II. Le jugement est annulé et la cause est renvoyée au Tribunal de prud’hommes de l’arrondissement de Lausanne pour nouvelle instruction et nouvelle décision dans le sens des considérants.
III. Il n’est pas perçu de frais ni alloué de dépens.
IV. L’arrêt est exécutoire.
Le président : La greffière :
Du
L'arrêt qui précède, dont la rédaction a été approuvée à huis clos, est notifié à :
‑ M. H., personnellement, ‑ M. L., personnellement.
La Chambre des recours civile considère que la valeur litigieuse est inférieure à 15’000 francs.
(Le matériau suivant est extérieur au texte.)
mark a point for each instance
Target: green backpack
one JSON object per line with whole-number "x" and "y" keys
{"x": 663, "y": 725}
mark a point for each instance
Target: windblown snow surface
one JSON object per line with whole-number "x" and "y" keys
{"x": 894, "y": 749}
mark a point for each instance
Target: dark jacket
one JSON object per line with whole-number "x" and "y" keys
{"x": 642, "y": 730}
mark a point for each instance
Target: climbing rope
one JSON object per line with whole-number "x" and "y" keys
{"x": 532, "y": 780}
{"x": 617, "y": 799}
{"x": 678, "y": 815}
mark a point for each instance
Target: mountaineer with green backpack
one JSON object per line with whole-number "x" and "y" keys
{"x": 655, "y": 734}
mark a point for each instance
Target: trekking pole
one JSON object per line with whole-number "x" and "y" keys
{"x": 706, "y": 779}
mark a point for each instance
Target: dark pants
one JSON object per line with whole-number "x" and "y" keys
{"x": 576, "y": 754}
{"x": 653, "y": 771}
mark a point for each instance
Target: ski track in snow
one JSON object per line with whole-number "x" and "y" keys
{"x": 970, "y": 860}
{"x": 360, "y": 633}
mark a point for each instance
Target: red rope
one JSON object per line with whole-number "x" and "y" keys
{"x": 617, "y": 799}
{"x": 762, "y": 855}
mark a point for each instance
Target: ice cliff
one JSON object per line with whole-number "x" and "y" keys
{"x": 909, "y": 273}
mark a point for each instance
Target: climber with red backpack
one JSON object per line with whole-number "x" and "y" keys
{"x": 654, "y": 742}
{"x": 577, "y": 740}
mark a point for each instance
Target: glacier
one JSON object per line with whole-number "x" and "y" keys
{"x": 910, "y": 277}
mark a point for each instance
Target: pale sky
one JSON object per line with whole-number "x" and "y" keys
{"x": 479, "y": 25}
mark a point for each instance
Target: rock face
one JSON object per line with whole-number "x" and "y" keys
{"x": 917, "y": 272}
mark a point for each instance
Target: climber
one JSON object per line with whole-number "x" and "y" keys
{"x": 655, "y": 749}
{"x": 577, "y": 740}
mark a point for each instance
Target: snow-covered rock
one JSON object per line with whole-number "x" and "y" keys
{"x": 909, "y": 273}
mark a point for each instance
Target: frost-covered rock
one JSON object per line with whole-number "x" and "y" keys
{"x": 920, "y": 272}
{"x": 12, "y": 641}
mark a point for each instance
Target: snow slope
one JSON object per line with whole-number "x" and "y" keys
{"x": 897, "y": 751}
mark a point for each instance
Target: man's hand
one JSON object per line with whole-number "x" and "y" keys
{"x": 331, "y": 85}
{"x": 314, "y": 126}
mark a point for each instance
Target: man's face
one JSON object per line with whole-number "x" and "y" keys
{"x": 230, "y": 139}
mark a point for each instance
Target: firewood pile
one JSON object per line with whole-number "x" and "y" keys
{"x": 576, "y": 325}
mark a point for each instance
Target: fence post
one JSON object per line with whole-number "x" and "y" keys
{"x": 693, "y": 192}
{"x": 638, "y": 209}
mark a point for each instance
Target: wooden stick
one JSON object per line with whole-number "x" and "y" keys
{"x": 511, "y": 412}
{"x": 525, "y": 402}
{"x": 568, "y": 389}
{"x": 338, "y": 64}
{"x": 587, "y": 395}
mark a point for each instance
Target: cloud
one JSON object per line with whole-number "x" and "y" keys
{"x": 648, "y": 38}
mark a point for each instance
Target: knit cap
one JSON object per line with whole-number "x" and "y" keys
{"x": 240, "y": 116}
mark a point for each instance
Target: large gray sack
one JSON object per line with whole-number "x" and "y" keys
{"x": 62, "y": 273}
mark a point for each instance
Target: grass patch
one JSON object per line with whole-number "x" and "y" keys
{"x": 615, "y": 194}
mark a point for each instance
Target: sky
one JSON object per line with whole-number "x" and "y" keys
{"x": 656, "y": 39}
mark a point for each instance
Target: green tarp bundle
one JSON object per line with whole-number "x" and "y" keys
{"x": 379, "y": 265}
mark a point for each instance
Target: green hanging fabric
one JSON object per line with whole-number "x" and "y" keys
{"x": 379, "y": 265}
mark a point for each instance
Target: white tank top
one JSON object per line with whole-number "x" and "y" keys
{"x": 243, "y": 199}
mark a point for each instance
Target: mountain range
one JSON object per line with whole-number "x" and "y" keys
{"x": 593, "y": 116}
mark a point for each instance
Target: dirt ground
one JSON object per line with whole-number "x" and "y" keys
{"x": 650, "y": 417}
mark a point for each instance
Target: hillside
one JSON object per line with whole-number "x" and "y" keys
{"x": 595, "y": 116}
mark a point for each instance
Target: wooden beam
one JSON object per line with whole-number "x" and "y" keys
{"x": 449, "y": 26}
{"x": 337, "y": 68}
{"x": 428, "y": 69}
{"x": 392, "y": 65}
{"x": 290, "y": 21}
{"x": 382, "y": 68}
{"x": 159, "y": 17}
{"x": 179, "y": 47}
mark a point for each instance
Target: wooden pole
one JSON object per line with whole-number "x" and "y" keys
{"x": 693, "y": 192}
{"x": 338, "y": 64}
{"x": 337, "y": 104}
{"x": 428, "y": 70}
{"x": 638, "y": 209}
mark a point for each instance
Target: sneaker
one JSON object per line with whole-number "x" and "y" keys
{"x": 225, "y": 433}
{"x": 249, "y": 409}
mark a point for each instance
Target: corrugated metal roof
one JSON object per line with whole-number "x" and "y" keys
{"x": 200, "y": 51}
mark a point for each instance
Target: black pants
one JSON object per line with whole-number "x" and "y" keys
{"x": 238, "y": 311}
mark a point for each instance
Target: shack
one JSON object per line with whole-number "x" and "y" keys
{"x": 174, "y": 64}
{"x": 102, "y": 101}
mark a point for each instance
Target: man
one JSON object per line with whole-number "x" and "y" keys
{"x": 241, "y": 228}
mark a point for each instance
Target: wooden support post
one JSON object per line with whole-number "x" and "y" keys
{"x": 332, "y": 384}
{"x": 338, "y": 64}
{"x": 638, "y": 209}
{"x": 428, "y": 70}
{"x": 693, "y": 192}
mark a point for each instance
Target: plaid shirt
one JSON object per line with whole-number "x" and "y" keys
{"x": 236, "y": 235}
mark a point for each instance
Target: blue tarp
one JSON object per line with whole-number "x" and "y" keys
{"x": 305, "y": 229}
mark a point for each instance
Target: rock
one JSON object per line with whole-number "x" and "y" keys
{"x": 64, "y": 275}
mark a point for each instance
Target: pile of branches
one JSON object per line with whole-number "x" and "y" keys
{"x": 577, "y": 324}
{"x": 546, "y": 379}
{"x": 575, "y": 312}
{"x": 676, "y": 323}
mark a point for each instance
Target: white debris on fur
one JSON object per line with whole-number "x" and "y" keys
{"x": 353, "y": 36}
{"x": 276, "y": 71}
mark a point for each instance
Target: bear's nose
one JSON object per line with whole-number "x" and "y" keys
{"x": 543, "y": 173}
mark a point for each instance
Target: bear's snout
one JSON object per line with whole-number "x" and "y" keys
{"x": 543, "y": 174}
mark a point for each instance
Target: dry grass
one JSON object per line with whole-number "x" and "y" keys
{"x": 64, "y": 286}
Le présent arrêt peut faire l'objet d'un recours en matière civile devant le Tribunal fédéral au sens des art. 72 ss LTF (loi du 17 juin 2005 sur le Tribunal fédéral – RS 173.110), cas échéant d'un recours constitutionnel subsidiaire au sens des art. 113 ss LTF. Dans les affaires pécuniaires, le recours en matière civile n'est recevable que si la valeur litigieuse s'élève au moins à 15'000 fr. en matière de droit du travail et de droit du bail à loyer, à 30'000 fr. dans les autres cas, à moins que la contestation ne soulève une question juridique de principe (art. 74 LTF). Ces recours doivent être déposés devant le Tribunal fédéral dans les trente jours qui suivent la présente notification (art. 100 al. 1 LTF).
Cet arrêt est communiqué, par l'envoi de photocopies, à :
‑ Mme la Vice-Présidente du Tribunal de prud’hommes de l’arrondissement de Lausanne.